The case of Envision, a healthcare staffing company, is illustrative. The company needed financing but had to pledge assets already encumbered. Most creditors opposed, but Pimco, King Street Capital, and Partners Group “betrayed” and supported new financing. The result? Their debt secured by Amsurg (Envision’s outpatient surgery business) was converted into equity. When Amsurg was sold to Ascension Health for $4 billion, these “betrayers” earned about 90% returns.

This case reveals a harsh reality of today’s credit markets: years of low default rates and ample liquidity have weakened standards across the board. Doing the right thing isn’t enough—greater risk lies in being “caught in the act.”

Fannie Mae and Freddie Mac’s 367% Frenzy

Since the financial crisis, the two agencies have been under government control. Hedge fund managers like Bill Ackman bought large amounts of stock, betting on privatization. Progress was slow, and their stocks languished in the OTC market.

Trump’s re-election changed everything. With market optimism that the new administration would “release the two agencies,” their stocks ignited a meme-like frenzy. In 2025, this excitement peaked: stock prices soared 367% from the start of the year to September’s high, with intraday gains reaching 388%, making them the biggest winners of 2025.

The trigger was news in August that the government was considering an IPO of the two agencies, with a valuation potentially reaching $500 billion, involving a 5%-15% stake sale to raise $30 billion. Although subsequent doubts about IPO timing caused some pullback, most investors remained confident. Ackman even advised the White House in November to list the agencies on the NYSE, reducing the Treasury’s preferred stock holdings. Michael Burry also joined in December, announcing a long position on the two agencies and in a lengthy 6,000-word article suggesting these companies, once rescued by the government, might “no longer be the Black Wind and White Wind.”
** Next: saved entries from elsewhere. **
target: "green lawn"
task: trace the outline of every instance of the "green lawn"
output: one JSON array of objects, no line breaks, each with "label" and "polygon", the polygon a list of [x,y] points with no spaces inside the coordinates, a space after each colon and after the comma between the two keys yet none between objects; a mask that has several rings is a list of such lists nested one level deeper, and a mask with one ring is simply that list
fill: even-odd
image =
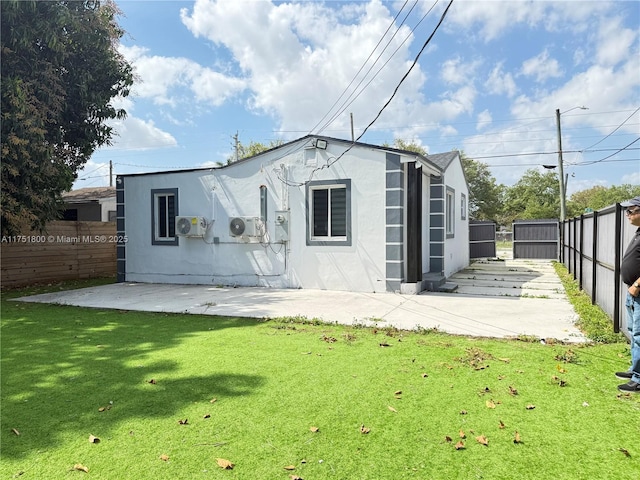
[{"label": "green lawn", "polygon": [[625,343],[8,301],[19,293],[2,300],[2,479],[640,475],[640,396],[613,376]]}]

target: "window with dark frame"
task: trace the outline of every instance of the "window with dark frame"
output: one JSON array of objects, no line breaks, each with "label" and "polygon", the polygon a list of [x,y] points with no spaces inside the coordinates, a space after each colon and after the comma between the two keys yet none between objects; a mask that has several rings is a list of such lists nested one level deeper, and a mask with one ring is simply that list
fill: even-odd
[{"label": "window with dark frame", "polygon": [[151,190],[152,245],[178,245],[178,189]]},{"label": "window with dark frame", "polygon": [[351,245],[351,181],[307,186],[307,245]]}]

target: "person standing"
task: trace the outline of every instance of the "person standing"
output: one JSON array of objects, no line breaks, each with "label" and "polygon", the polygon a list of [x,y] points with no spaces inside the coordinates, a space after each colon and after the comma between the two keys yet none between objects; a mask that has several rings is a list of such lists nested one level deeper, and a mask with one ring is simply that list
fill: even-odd
[{"label": "person standing", "polygon": [[640,197],[622,202],[621,207],[631,225],[638,227],[622,257],[620,277],[627,286],[627,328],[631,336],[631,367],[617,372],[616,377],[628,379],[618,385],[621,392],[640,393]]}]

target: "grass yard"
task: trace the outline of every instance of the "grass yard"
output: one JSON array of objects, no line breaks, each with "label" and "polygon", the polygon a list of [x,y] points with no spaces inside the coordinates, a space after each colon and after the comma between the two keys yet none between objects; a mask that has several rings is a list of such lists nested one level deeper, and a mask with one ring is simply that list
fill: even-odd
[{"label": "grass yard", "polygon": [[2,299],[2,479],[640,476],[625,343],[9,301],[24,293]]}]

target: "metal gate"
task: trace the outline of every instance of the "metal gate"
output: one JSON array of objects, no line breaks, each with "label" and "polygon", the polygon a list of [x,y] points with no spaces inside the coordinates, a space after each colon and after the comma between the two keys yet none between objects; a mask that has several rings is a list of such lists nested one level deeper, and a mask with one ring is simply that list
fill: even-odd
[{"label": "metal gate", "polygon": [[469,258],[496,256],[496,224],[491,221],[469,222]]},{"label": "metal gate", "polygon": [[558,260],[560,226],[556,219],[513,222],[513,258]]}]

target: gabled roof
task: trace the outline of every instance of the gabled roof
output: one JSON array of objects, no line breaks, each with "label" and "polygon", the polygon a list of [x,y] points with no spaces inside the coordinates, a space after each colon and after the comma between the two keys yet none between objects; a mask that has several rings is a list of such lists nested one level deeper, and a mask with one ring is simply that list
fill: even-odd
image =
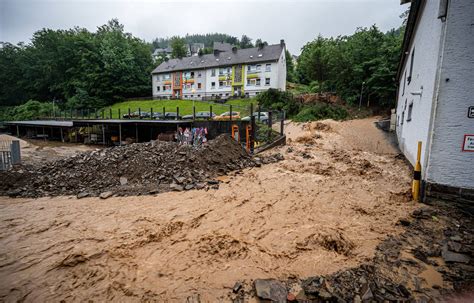
[{"label": "gabled roof", "polygon": [[237,49],[236,51],[218,52],[194,57],[184,57],[181,59],[170,59],[161,63],[152,71],[152,74],[166,73],[173,71],[201,69],[219,66],[229,66],[235,64],[258,63],[265,61],[278,61],[285,44],[267,45],[261,49],[258,47]]},{"label": "gabled roof", "polygon": [[408,51],[410,50],[411,40],[415,33],[415,28],[418,23],[418,19],[421,17],[421,6],[424,4],[425,0],[411,0],[411,1],[401,1],[401,4],[411,2],[410,13],[408,15],[408,21],[405,28],[405,35],[403,36],[402,44],[402,54],[400,56],[400,62],[398,64],[397,72],[397,81],[400,82],[400,77],[402,76],[403,66],[408,57]]}]

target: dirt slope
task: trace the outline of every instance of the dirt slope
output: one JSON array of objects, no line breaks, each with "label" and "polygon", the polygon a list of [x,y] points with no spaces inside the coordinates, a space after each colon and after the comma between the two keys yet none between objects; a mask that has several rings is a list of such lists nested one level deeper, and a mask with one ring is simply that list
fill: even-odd
[{"label": "dirt slope", "polygon": [[417,207],[410,169],[372,122],[288,125],[284,161],[218,190],[0,198],[0,301],[210,302],[237,280],[357,266]]}]

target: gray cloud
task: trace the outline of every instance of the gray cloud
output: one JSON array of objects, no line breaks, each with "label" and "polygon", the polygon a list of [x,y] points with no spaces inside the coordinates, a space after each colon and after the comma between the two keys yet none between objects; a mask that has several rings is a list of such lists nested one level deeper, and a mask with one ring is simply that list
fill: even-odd
[{"label": "gray cloud", "polygon": [[285,39],[292,53],[318,34],[351,34],[376,24],[386,31],[401,24],[399,0],[273,1],[91,1],[0,0],[0,41],[28,42],[41,28],[74,26],[94,31],[118,18],[127,32],[146,41],[186,33],[247,34],[269,43]]}]

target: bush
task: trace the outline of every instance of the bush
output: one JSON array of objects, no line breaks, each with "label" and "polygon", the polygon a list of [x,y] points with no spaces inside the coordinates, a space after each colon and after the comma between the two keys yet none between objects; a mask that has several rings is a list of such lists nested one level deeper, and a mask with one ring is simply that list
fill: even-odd
[{"label": "bush", "polygon": [[36,100],[29,100],[25,104],[16,106],[12,110],[11,120],[33,120],[42,117],[49,117],[53,112],[52,103],[41,103]]},{"label": "bush", "polygon": [[288,116],[295,115],[299,111],[299,104],[289,92],[282,92],[274,88],[260,93],[257,102],[266,109],[284,110]]},{"label": "bush", "polygon": [[307,122],[323,119],[343,120],[347,118],[348,112],[338,106],[328,104],[316,104],[304,107],[294,118],[296,122]]}]

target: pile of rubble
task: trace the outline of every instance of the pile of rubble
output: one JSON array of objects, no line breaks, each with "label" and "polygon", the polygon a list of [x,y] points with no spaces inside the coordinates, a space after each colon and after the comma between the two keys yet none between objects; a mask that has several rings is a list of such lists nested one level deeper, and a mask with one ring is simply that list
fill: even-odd
[{"label": "pile of rubble", "polygon": [[0,173],[0,195],[107,198],[218,187],[216,176],[281,158],[252,158],[226,135],[199,148],[152,141],[81,153],[42,166],[16,167]]},{"label": "pile of rubble", "polygon": [[423,207],[400,220],[406,231],[384,240],[365,264],[304,280],[237,282],[230,297],[234,302],[253,296],[273,302],[432,302],[454,293],[468,302],[474,298],[471,216],[452,207]]}]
Turkey’s Carry Trade: The March Tragedy

2024 was the golden age of Turkey’s carry trade. Over 40% yields on bonds, supported by the central bank’s dollar peg, attracted billions from Deutsche Bank, Millennium Partners, and others. Traders borrowed overseas at low cost to buy high-yield Turkish assets—an apparently perfect arbitrage.

Then came March 19. That morning, Turkish police raided and arrested a popular opposition mayor in Istanbul, sparking protests. The lira plunged, and the central bank was powerless. Societe Generale’s FX strategist Kit Juckes summed it up: “People were caught off guard, and they won’t go back easily.”
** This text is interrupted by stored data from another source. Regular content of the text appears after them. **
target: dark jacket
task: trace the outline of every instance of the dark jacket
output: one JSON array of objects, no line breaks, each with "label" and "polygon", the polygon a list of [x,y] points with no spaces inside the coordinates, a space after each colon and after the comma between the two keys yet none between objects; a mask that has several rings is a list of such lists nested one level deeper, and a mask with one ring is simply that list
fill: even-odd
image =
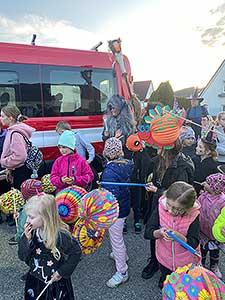
[{"label": "dark jacket", "polygon": [[[0,133],[0,157],[2,155],[2,150],[3,150],[3,144],[5,141],[5,136],[6,136],[6,129],[2,129],[1,133]],[[0,171],[3,170],[3,168],[0,165]]]},{"label": "dark jacket", "polygon": [[[133,173],[133,162],[126,159],[117,159],[107,163],[102,173],[102,181],[107,182],[130,182]],[[102,185],[110,191],[118,200],[120,212],[119,218],[124,218],[130,212],[130,189],[128,186]]]},{"label": "dark jacket", "polygon": [[182,153],[184,153],[185,156],[190,156],[191,159],[193,159],[196,156],[196,144],[193,144],[192,146],[183,146]]},{"label": "dark jacket", "polygon": [[[195,164],[194,180],[198,182],[204,182],[209,175],[218,173],[218,162],[212,157],[205,158],[201,161],[200,156],[195,156],[193,161]],[[194,183],[194,188],[197,194],[199,194],[202,186]]]}]

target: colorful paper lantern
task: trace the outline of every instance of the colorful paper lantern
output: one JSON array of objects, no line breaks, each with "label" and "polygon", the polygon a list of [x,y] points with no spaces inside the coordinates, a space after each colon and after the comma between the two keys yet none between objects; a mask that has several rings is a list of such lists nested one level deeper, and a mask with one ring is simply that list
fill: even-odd
[{"label": "colorful paper lantern", "polygon": [[77,240],[83,254],[90,254],[97,250],[105,236],[105,229],[94,230],[79,219],[74,225],[72,236]]},{"label": "colorful paper lantern", "polygon": [[106,189],[95,189],[82,197],[79,217],[94,229],[109,228],[119,216],[119,204]]},{"label": "colorful paper lantern", "polygon": [[57,193],[55,200],[58,205],[58,212],[61,219],[68,224],[72,224],[78,218],[78,204],[86,194],[86,190],[73,185]]},{"label": "colorful paper lantern", "polygon": [[51,194],[56,190],[56,187],[51,183],[50,174],[46,174],[41,178],[42,189],[44,193]]},{"label": "colorful paper lantern", "polygon": [[25,200],[23,199],[22,193],[14,188],[0,197],[0,209],[6,215],[13,214],[15,211],[20,210],[24,204]]}]

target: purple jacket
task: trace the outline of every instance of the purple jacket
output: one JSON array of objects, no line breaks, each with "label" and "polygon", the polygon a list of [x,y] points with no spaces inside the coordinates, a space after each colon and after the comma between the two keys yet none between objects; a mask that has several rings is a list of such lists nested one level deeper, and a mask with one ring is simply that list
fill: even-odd
[{"label": "purple jacket", "polygon": [[51,183],[57,187],[56,193],[68,187],[61,181],[61,177],[75,177],[74,185],[86,188],[94,179],[94,174],[86,160],[77,153],[60,156],[52,166]]}]

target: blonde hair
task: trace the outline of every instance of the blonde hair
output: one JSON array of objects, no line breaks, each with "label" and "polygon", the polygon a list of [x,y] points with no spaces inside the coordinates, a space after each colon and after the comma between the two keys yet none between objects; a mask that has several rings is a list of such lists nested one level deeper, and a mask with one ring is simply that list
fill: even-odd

By day’s end, outflows from lira-denominated assets were estimated at around $10 billion, and the market never truly recovered. By December, the lira had depreciated 17% against the dollar, making it one of the worst-performing currencies globally. This warns investors: high interest rates can be enticing but can’t withstand sudden political shocks.

The “Cockroach Warning” in Credit

The turbulence in the credit market in 2025 wasn’t driven by a single catastrophic collapse but by a series of smaller events exposing systemic issues. Companies once considered routine borrowers found themselves in trouble.

Saks Global, after paying just one interest, restructured $2.2 billion in bonds, now trading below 60% of face value. New Fortress Energy’s new bonds fell over 50% within a year. Tricolor and First Brands filed for bankruptcy, with billions in debt wiped out. Some cases involved complex fraud, others overly optimistic forecasts that failed.

More worrying is that years of low default rates and ample liquidity have weakened standards across the board—from bank protections to basic underwriting. Lenders like JPMorgan, whose CEO Jamie Dimon issued a classic warning in October: “When you see a cockroach, there are probably more.”

This will also be the theme for 2026.